To be honest, I ought to confess that I purchased this book due to false advertising in the byline. I thought it would be about how constitutional law starts with states and how the 14th federalizes other due process laws. But, this book takes a different broad line showing reasons why people ought to give more weight to their respective state rights. The author takes through 4 different topics where regional decisions would have made less damage.

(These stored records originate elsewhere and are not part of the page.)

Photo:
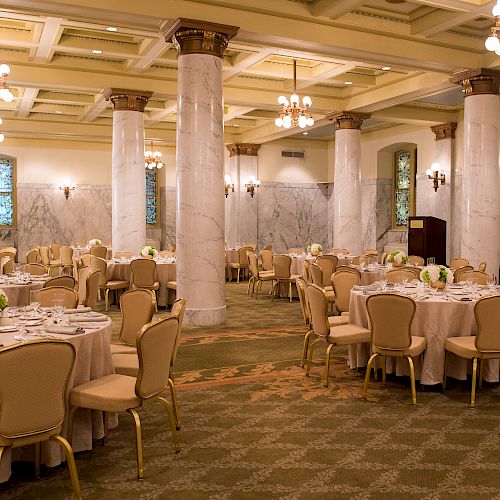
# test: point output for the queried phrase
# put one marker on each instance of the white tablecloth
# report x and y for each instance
(93, 360)
(436, 319)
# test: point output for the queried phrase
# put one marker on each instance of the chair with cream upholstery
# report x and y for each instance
(391, 317)
(47, 297)
(34, 269)
(99, 264)
(66, 281)
(458, 262)
(143, 276)
(99, 251)
(34, 379)
(118, 393)
(255, 281)
(282, 275)
(457, 273)
(32, 257)
(416, 260)
(485, 345)
(332, 335)
(137, 309)
(399, 275)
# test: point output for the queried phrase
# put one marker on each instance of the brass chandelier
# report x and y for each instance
(292, 113)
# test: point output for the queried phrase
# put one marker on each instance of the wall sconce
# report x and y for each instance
(67, 186)
(228, 185)
(251, 185)
(436, 174)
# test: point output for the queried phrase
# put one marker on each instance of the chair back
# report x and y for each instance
(318, 306)
(65, 281)
(155, 345)
(66, 254)
(281, 266)
(137, 310)
(92, 288)
(399, 275)
(458, 262)
(267, 259)
(301, 288)
(487, 313)
(48, 297)
(99, 264)
(32, 256)
(390, 316)
(178, 311)
(342, 282)
(99, 251)
(34, 379)
(416, 260)
(143, 272)
(34, 269)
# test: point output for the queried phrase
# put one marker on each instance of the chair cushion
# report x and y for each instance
(348, 334)
(109, 393)
(126, 364)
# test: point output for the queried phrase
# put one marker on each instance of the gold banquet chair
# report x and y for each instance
(391, 317)
(34, 379)
(118, 393)
(484, 345)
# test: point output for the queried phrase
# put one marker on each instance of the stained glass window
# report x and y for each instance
(152, 205)
(7, 191)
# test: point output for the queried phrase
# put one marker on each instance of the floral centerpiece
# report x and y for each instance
(397, 258)
(149, 252)
(437, 276)
(314, 248)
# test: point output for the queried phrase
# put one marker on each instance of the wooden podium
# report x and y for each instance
(427, 238)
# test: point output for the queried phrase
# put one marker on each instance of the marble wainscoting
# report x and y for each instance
(292, 215)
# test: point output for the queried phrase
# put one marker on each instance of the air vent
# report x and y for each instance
(293, 154)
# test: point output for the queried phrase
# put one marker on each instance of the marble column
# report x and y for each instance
(442, 198)
(347, 229)
(128, 228)
(200, 168)
(480, 171)
(241, 208)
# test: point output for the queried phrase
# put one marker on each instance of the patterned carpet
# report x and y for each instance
(255, 427)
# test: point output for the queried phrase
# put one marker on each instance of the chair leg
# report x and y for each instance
(367, 375)
(138, 442)
(171, 419)
(412, 380)
(327, 364)
(68, 451)
(474, 377)
(175, 404)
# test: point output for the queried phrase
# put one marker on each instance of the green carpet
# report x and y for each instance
(255, 427)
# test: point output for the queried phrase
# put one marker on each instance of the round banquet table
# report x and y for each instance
(93, 360)
(164, 273)
(436, 318)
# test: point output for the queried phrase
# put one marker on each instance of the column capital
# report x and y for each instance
(478, 81)
(200, 37)
(243, 149)
(128, 100)
(444, 131)
(347, 119)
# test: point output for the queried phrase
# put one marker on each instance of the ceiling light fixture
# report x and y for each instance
(492, 43)
(292, 113)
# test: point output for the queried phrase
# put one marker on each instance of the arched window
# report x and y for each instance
(7, 191)
(404, 188)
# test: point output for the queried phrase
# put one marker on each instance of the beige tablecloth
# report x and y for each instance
(93, 360)
(164, 273)
(436, 319)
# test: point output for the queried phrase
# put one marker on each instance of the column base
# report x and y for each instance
(206, 317)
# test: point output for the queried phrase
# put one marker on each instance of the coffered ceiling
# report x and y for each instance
(64, 55)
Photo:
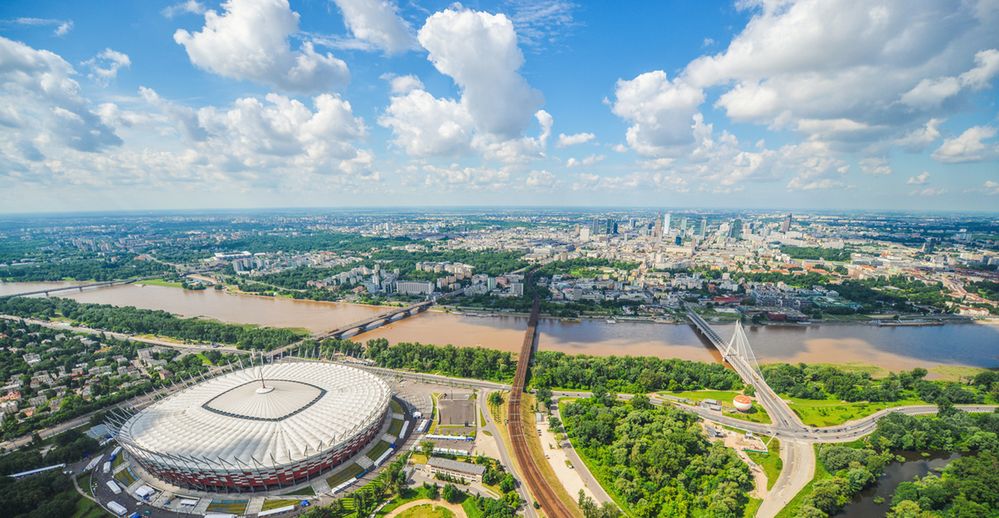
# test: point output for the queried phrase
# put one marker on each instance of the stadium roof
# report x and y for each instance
(298, 410)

My takeaways from the book are the facts of the four cases discussed than anything else and the I do concede that there are some merits in the bottom up approach for Constitutional Law. Like Gideon v Wainwright where right to attorney was federalized once enough states picked it up on their own, I concede that states ought to act as the first experimenters and the successful implementations can then be weighed and federalized. But, there are times when we are one country and there are times when we are 50 states. Sometimes a regional solution doesn't provide equality. For example, take Obergfell v Hodges where the facts of the case show that two married couple suddenly find themselves out of matrimony by the whim of states. Even the cases that discussed, it is not universally accepted that Supreme Court did more damage than necessary. Mapp set standard nationwide for Bill of Rights instead of leaving to whims of individual states that can discriminate against minorities. And, the author fails to establish the justification for more weight to state claims. Yes, different states had different approaches to eugenics. This doesn't invalidate the US Supreme Court and having one central repository for the rights is preferable than individuals having to review states' constitutions every time they want to move to a new state. Finally, yes Supreme Court is tied down from interpreting laws broadly while states can experiment. So, I do agree people might have greater chance to win in state courts.